Havanın -16 derece iken hissedilen sıcaklık -30 derecelere dayandığı bir gün işten dönerken açıklık bir alandan geçerken hayatı sorguladım. Hipotermi nasıl başlayabiliyormuş, insan yapısı kıyafetlerin bir yerden sora işe yarmadığını ve aslında ne kadar aciz olduğumuzu öğrendim. Soğukla birlikte bir aydınlanma yaşadım. Yanından geçtiğim parkın kış aylarında bir katile dönüşebileceğini fark ettim. Akan göz yaşlarımı hissetmeyen donmuş yanaklarımdan temizlerken doğanın gücüne bir kez daha hayran kaldım. Bir miktar abartma olduğunu düşünenler olabilir. Ama bizim yaşadığımız yer bir ada ve bu adanın da ucunda okyanusa doğru uzanan bir yarımada. Bazen hava çok sert olabiliyor, rüzgâr ve nem soğukla pek de güzel bir his yaratmıyor. Hava -10 derecelerde iken nem oranı %70-80 olunca hissedilen sıcaklık ciddi olarak düşüyor. Bir de üstüne rüzgâr… Neyse ki böyle günlerden çok olmadı. 😊
Nisan sonuna geldik. Hava biraz sakinledi en azından 1-2 derecelerde seyrediyor. Mont, atkı, bere, eldiven, bot hala daha gerekli. En azından içlikleri çıkarttık. Soğuk memleketin bir başka derdi de kat kat giyinmek.

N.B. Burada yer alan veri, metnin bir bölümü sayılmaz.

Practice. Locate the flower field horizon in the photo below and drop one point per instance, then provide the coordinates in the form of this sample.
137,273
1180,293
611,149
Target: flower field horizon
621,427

Derdi olduğu kadar eğlencesi de var demek isterdim. Varsa da ben keşfedemedim henüz. Ama komik yönleri var. Sabah kalkıyorsunuz, kar tatili olmasını bekleyen öğrenciler gibi, yöneticinizden haber bekliyorsunuz. Bugün açığız ya da değiliz diye. Bazen de açılışı geciktiriyorlar. Yollar açılmadan toplu taşıma (otobüs ağı) çalışmıyor. Toplu taşıma çalışmıyorsa, evden çıkmanızın güvenli olduğunu düşünmüyorsanız iş yerleri işe gitmenizi zorunlu tutmuyor. Böyle günler az olsa da kış süresinde denk gelinmesi olası.
Genel olarak sakin olan şehir kış ile iyice sakinleşiyor. İnsanlar evlerine çekiliyor ya da kapalı alan aktiviteleri yapıyor. Parklarda ya da kapalı pistlerde buz pateni yapan bir kesim de var elbette. Hatta haftada bir halı saha mantığı gibi haftada bir buz hokeyi maçı yapan arkadaş grupları var. Maçtan sonra bir yerlere gidip birkaç da bira yuvarlamadan olmaz diyorlar.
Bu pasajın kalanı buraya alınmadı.